What is the evidence about the possibility that this appeal might be stifled? The answer appears from paragraph 11, and paragraph 11 alone, of Mr Shuck's affidavit. What he says there is:

"I would find it very difficult to come up with the costs of the Court below for the Company and could not readily do so. The reason I entered into funding arrangements on behalf of the Appellant in the Court below was that I could not afford to advance the monies necessary to fund the action alone. I do have an income but I can not keep funding this case.

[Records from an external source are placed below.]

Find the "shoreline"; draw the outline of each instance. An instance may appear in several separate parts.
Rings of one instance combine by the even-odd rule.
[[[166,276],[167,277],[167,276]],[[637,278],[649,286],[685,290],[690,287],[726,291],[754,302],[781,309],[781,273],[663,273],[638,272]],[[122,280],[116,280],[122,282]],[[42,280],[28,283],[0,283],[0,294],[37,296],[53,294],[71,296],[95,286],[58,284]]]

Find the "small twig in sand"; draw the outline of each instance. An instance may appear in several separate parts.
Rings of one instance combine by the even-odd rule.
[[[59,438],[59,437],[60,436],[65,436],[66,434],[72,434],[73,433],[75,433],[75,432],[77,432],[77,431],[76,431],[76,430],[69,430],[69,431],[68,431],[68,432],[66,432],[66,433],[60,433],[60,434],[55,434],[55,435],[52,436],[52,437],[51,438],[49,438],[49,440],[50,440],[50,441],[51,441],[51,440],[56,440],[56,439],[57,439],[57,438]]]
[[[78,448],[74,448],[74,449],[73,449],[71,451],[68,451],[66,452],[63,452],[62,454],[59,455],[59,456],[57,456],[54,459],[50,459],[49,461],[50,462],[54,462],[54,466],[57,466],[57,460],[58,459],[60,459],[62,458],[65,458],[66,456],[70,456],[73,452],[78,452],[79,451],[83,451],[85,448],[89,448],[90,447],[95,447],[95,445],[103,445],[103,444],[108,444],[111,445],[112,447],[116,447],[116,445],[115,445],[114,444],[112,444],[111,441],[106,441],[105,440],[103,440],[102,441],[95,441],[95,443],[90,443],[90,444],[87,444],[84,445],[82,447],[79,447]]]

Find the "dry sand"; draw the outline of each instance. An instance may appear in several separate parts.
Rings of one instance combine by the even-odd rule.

I will provide the £20,000 Security for Costs of the Appeal and I also have to pay Counsel's brief for the hearing to which this witness statement relates as well as the brief fee for the Appeal itself —this will amount to around a further £15,000. My personal liability for costs will be determined after the appeal, should it prove unsuccessful, following the Order of HHJ Weeks QC in Bristol. The Respondents estimate their costs at around £130,000. The Respondents had their opportunity to obtain security for costs, knowing they were in litigation against a company with no assets. As mentioned above they obtained £15,000."

12

It seems to me that that is exceedingly weak evidence that this appeal will be stifled if a stay is not granted. The normal position is that somebody is entitled to the fruits of the judgment below. A stay will not be granted, unless there is cogent evidence that the appeal will be stifled. As it seems to me, there is no cogent evidence that there would be a stifling of this appeal if this stay is not granted.

13

What, however, I am somewhat concerned about is the possibility that...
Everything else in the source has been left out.